Whether you’re just getting started investing in stocks or a seasoned Wall Street pro, the right data can help you make better decisions and improve your performance as an investor.
In this article, you can find out how data can be used to give you a competitive edge with data driven investing. We’ll go over specific data points to monitor, where to obtain quality data for free, how to use that data to make informed decisions, and how to take advantage of data driven investing strategies.
Data Driven Investing — Why use this method?
For data driven investing, you should collect and analyze data points including the following:
- Stock’s price
- Technical indicators
- Company’s financials and fundamentals
- Industry trends
- Analyst ratings
- Economic data
- News
Analyzing these data points can help you understand the potential of a stock, identify potential risks, and evaluate the potential return on investment.
Economic Data
Understanding how the economy works is crucial whether you are a novice or a seasoned investor.
When monitoring economic data, there are a few indicators that you should focus on. The most important economic indicators include releases on the labor market in terms of the non-farm payrolls ("NFP's") report, the gross domestic product (GDP) and consumer price index (CPI) releases, as well as central bank meetings with interest rate decisions (FOMC).
Tracking these key metrics will typically move the market significantly and help you identify market changes.
These releases are crucial to market timing and understanding the weights of your portfolio: do you want to allocate more funds to stocks because the economy is doing well, inflation is trending down, and central banks are easing monetary policy, or would you rather reduce you stock weightings because of tightening of monetary conditions, rising inflation or a contracting economy?
To monitor economic data, there are several resources available. One of the most popular ways to track economic data is using financial websites and apps, such as Bloomberg and Yahoo Finance.
A great resource to keep updated about economic news is the economic calendar on investing.com
Fundamental Data
Monitoring fundamentals is important to measure a company’s financial health. Understanding this information helps to assess what kind of risk you are taking when you are performing data driven investing in a company.

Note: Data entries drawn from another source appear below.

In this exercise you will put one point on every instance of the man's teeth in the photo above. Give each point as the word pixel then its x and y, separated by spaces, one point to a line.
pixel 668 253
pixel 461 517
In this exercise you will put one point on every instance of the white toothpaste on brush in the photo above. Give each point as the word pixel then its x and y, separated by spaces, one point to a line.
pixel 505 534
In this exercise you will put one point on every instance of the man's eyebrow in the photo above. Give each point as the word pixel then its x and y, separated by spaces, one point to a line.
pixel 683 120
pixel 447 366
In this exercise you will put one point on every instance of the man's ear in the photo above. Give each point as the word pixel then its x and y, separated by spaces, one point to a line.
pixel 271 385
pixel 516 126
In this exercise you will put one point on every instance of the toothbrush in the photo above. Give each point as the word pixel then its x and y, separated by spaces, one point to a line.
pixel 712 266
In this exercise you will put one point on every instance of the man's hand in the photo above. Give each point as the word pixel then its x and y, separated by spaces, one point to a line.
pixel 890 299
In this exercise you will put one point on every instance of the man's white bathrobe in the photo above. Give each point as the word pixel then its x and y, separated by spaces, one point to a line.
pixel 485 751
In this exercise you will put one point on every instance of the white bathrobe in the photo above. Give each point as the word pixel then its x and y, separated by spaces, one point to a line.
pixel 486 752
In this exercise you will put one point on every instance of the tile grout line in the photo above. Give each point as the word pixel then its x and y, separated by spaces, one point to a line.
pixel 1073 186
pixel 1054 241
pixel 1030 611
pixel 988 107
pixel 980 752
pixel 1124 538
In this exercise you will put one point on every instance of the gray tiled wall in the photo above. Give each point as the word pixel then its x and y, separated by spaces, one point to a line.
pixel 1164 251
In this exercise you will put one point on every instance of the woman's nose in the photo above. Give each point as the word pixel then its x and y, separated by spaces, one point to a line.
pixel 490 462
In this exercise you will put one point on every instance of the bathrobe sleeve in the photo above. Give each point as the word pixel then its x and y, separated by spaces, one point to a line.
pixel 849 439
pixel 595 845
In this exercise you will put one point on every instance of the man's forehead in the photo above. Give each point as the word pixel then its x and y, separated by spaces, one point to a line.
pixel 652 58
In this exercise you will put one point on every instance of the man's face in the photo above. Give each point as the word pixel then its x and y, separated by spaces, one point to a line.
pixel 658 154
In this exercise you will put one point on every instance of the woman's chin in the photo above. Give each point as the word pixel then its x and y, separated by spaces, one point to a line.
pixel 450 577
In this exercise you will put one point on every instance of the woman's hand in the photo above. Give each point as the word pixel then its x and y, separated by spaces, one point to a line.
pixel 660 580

Fundamental data is typically updated quarterly, when companies announce their earnings reports. Some of the key metrics to consider when monitoring a company’s financial fundamentals include revenue, earnings, cash flow and leverage metrics such as debt-to-equity ratios.
You can find information on these key metrics through various resources, such as financial reporting, company websites, stock analysis sites, and SEC filings via their EDGAR database.
If you own shares in a particular company, you should pay close attention to the company's financial data. Through diligent research and monitoring of the fundamentals, you can decide whether to keep the position when things are going well or dispose of the stock when the fundamentals deteriorate.
One of the most comprehensive websites to check fundamental data on companies all across the globe is marketscreener.com.
Alternative Data
Alternative data is information about various events unrelated to particular company fundamentals or economic data. It is any other kind of data that investors can use to obtain information about a company's health, the success of their business, or general trends and attitudes towards the company or business.
There are many different types of alternative data available, one of the most prominent to drive investor decision-making process is social media sentiment data.
Social Media Sentiment
Social media sentiment data driven investing has become an important tool for stock picking. It can provide you with a wealth of real-time market sentiment data about the participants, allowing investors to react more quickly to market swings and make informed decisions.
Additionally, it can provide you with insight into more subtle patterns that traditional quantitative data may not be able to capture.
With the StockGeist social media sentiment data platform, investors can gain real-time insights into the popularity of more than 2,000 publicly traded stocks across social media.
It can help you determine the popularity of stock with other investors, which can aid you in making your investment decisions in addition to the fundamental research you performed.
Sentiment can be recorded and presented in numerous ways which is why the StockGeist platform has various stock sentiment features available for its users.

How to Implement a Data Driven Investment Strategy
Using data effectively can be a great way to become a successful stock investor. Here are four steps of how to start:
Gather the right points: Gather financial and fundamental data on a company, including its financials and analyst ratings. Also, assess industry and economic trends.
Analyzing: Analyze each data point to get a better understanding of a potential investment and its potential return.
Make informed decisions: Make decisions on investments based on your data analysis. Be sure to take measured risks as well.
Monitor the markets regularly: Once you make an investment, continue to monitor the markets and make adjustments as needed.
In summary, by considering fundamental, economic, and alternative data, you can identify potential investments, understand potential risks, and make informed decisions.
Using data driven strategies can help you become more successful in the stock market. When looking for quality data, you can utilize trusted websites like Bloomberg, Yahoo Finance and Marketscreener.com to track financial data and Stockgeist for social media sentiment data for a more comprehensive market view.